Ein weiterer Punkt ist der Beschränkung der Religionsfreiheit gewidmet. Dazu gehört beispielsweise die Einrichtung von Bannmeilen um Abtreibungszentren, in deren Nähe Christen Gebetswachen abgehalten haben. Auch in der Bundesrepublik ist ein solches Gesetz als "Verbot der Gehsteigberatung" gültig.
Kanton Genf macht Schwierigkeiten bei Prozessionen und Taufen
Doch auch traditionelle religiöse Anlässe wie eine Fronleichnamsprozession können heute zum Zusammenstoß mit der weltlichen Sphäre führen. In der Schweiz kam es laut dem Bericht 2023 zu einem Konflikt um eine solche Prozession. Ein Verbot des Kantons Genf wurde vom Schweizer Bundesgericht bestätigt. Im Kanton Genf dürfen Religionsgemeinschaften, die keine öffentlichen Beziehungen zum Staat unterhalten, keine Taufen mehr im Genfer See abhalten.
Auch Gewissenvorbehalte von Christinnen und Christen im medizinischen Bereich geraten zunehmend unter Druck. Das gilt für die Mitwirkung an Abtreibungen und in einigen Ländern Europa für Beihilfe zum Suizid oder aktive Sterbehilfe. Auch in Deutschland hat die Bundesregierung im September 2023 angekündigt, dass die Durchführung von Schwangerschaftsabbrüchen verpflichtender Bestandteil des medizinischen Curriculums werden soll, einschließlich der "Kenntnisse zur Durchführung und Begründung von medizinischen und chirurgischen Schwangerschaftsabbrüchen" als Lernziel.

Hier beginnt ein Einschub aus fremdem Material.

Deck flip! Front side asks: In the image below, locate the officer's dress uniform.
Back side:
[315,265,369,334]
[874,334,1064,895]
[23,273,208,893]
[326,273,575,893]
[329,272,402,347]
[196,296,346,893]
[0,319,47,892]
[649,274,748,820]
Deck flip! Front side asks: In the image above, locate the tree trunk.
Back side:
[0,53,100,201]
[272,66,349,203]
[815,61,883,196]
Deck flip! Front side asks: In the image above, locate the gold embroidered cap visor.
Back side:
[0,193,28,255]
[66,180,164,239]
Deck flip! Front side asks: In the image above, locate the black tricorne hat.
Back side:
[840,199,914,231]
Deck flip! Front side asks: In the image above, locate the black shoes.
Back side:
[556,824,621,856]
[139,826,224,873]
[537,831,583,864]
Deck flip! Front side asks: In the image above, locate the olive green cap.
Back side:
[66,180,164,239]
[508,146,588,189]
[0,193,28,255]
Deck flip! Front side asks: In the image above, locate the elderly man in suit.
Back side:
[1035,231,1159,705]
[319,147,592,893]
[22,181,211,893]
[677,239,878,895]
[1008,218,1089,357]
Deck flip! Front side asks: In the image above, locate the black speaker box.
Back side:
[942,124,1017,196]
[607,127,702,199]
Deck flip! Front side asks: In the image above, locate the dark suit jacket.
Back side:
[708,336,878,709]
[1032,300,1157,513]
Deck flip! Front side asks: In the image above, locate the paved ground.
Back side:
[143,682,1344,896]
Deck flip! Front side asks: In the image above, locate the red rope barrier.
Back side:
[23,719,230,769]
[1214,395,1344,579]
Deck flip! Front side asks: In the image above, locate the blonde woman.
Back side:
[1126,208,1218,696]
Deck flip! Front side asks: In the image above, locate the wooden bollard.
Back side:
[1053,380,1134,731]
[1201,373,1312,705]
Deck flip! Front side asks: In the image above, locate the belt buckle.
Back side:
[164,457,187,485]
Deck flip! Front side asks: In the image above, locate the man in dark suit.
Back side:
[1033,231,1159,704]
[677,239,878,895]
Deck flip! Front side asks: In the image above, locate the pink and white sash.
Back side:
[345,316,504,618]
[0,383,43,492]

Religionsfreiheit wird gegen Schulpflicht ausgespielt
Der Bericht hebt in der Rubrik der Elternrechte und ihrer Gefährdung die Schließung der "Christian Dietrich Bonhoeffer International School" in Laichingen durch die baden-württembergische Landesregierung hervor. Diese Schule kombinierte "Heim- und Präsenzschule". Mit Hilfe der in Wien ansässigen Rechtsschutzorganisation ADF International klagt der Träger derzeit vor dem Europäischen Gerichtshof für Menschenrechte. Jedoch: In der Bundesrepublik herrscht Schulpflicht, die bislang juristisch nicht als Eingriff in das Elternrecht oder die Religionsfreiheit gewertet wurde, sondern bei der den christlichen Kirchen mit ihren Konfessionsschulen ihr eigener Erziehungsauftrag anerkannt wurde.
Weit bedrohter scheint die Religionsfreiheit derzeit jedoch in Osteuropa. In der Ukraine geht die Regierung gegen die früher mit Moskau verbundene orthodoxe Teilkirche vor, in den besetzten Gebieten Russland gegen Kleriker der mit Rom unierten byzantinischen Katholiken - und in Belarus wächst das Misstrauen ebenso gegen religiöse Kräfte, die fremd erscheinen. Doch auch daran geht der Bericht des OIDAC mit interessanten Auswertungen nicht vorbei, die die Zahlen der OSZE sinnvoll ergänzen.